あるとき、ふっと親のことがわかるときがあります。
十代の頃、親に言われたことばでなぜか鮮明に記憶に残っていることばがいくつかある。
別に立派で意味深いことばというわけじゃない。
でも、記憶に残っている、ということには何か意味があるはずなんです。
あるとき、その意味が雲が晴れるようにさーーーっと見えてくる、という感じでしょうか。
記憶に残っていた理由がはじめてストンと腑に落ちる、という感じでしょうか。
中学生の時に、母親が「こういうのも読みなさい」といってある小説を渡したことがあった。教育ママではなかった母がそんなことを言うのはとてもめずらしいことだったので記憶に残っているのかもしれません。
それがなんと、 中年夫婦の話。
美人の奥さんは夫をそれなりに愛しているのだけれど、若い男とあぶない関係になる。
実際には不倫の関係まではいたらないんだけど、その揺れ動きが今思うとものすごくリアルに描かれていた。
中学生だからあぶない場面を読んでドキドキした。
わたしは推理小説とかSFを愛読していたので、
「こげんとは面白うない!」と言ったら、母親は
「あっ、そう」と言っただけでした。それっきりその小説のことを口にすることはなかった。

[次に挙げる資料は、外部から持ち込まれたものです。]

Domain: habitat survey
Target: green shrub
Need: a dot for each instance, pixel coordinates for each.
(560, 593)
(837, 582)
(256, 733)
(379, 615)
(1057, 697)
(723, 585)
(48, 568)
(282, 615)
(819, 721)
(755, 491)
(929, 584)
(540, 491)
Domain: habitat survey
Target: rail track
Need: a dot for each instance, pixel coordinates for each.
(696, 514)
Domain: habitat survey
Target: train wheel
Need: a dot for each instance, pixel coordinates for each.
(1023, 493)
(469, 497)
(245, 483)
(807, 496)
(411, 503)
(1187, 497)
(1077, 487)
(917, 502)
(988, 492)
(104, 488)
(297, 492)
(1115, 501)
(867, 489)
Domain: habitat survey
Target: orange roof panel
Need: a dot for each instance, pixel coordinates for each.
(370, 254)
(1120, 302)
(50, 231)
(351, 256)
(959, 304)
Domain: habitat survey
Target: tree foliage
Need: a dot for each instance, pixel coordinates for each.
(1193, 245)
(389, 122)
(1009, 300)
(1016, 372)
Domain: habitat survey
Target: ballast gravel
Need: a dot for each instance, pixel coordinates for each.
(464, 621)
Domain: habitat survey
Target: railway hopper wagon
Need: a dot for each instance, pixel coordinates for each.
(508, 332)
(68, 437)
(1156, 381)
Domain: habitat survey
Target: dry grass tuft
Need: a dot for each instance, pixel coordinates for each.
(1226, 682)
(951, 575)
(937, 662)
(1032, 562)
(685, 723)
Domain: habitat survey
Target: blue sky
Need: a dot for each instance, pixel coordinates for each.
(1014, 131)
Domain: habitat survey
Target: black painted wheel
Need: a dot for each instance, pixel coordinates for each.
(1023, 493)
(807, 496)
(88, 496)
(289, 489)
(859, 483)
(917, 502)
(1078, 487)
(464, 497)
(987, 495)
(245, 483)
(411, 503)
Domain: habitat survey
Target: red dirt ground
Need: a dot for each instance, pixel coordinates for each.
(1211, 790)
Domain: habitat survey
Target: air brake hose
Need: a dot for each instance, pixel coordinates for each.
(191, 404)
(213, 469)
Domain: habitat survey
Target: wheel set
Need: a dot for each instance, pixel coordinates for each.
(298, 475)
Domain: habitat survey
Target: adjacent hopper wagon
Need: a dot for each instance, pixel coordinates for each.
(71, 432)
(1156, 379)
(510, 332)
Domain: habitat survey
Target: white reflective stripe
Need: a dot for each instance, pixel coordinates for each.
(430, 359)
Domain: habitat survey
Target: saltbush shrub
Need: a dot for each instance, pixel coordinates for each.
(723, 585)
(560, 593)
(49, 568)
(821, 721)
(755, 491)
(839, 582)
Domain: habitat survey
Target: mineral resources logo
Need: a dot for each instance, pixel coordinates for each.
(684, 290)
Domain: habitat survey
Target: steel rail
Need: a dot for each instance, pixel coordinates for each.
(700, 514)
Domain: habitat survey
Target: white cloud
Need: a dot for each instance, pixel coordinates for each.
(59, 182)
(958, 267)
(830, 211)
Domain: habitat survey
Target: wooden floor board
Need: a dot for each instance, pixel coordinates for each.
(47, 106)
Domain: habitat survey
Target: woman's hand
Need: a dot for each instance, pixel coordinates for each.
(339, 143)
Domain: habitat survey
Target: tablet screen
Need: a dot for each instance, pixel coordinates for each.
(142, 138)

なぜあんな小説を中学生に読ませたんだろう、というのはずっと心の片隅にひっかかっていました。
酔っぱらってそのことを思い出したら「あっ」とわかってしまった。
母親は「複雑さ」を教えたかったんだ。
人間は、自分も含めて一筋縄ではいかない。
「正しいこと/いけないこと」の二分法だけでは人間という矛盾に満ちた存在を理解することができない。
それを教えたかったんだと思う。大げさに言うと
「複雑さに耐えて生きろ」という教育。
父親はそれと対照的。
「勉強せんかい!」「体を鍛えんかい!」
ことばは「教育的」です。 典型的な「九州の父親」です。
でも実は父親は世間的な意味での教育を放棄していたんじゃないかと思います。
責めているんじゃなくて、父親は、苦労を重ねたすえにうまくいかず、人生がままならないことを身にしみて思い知らされてしまった。
そのときに、「教育(学歴)」とか「社会的りっぱさ」とか「経済的豊かさ」とかを全部はぎ取られて裸一貫になったときの姿、そこに人間の真価というようなものがあらわれる、大事なのはそれだけだ、という確信を持ったんだと思います。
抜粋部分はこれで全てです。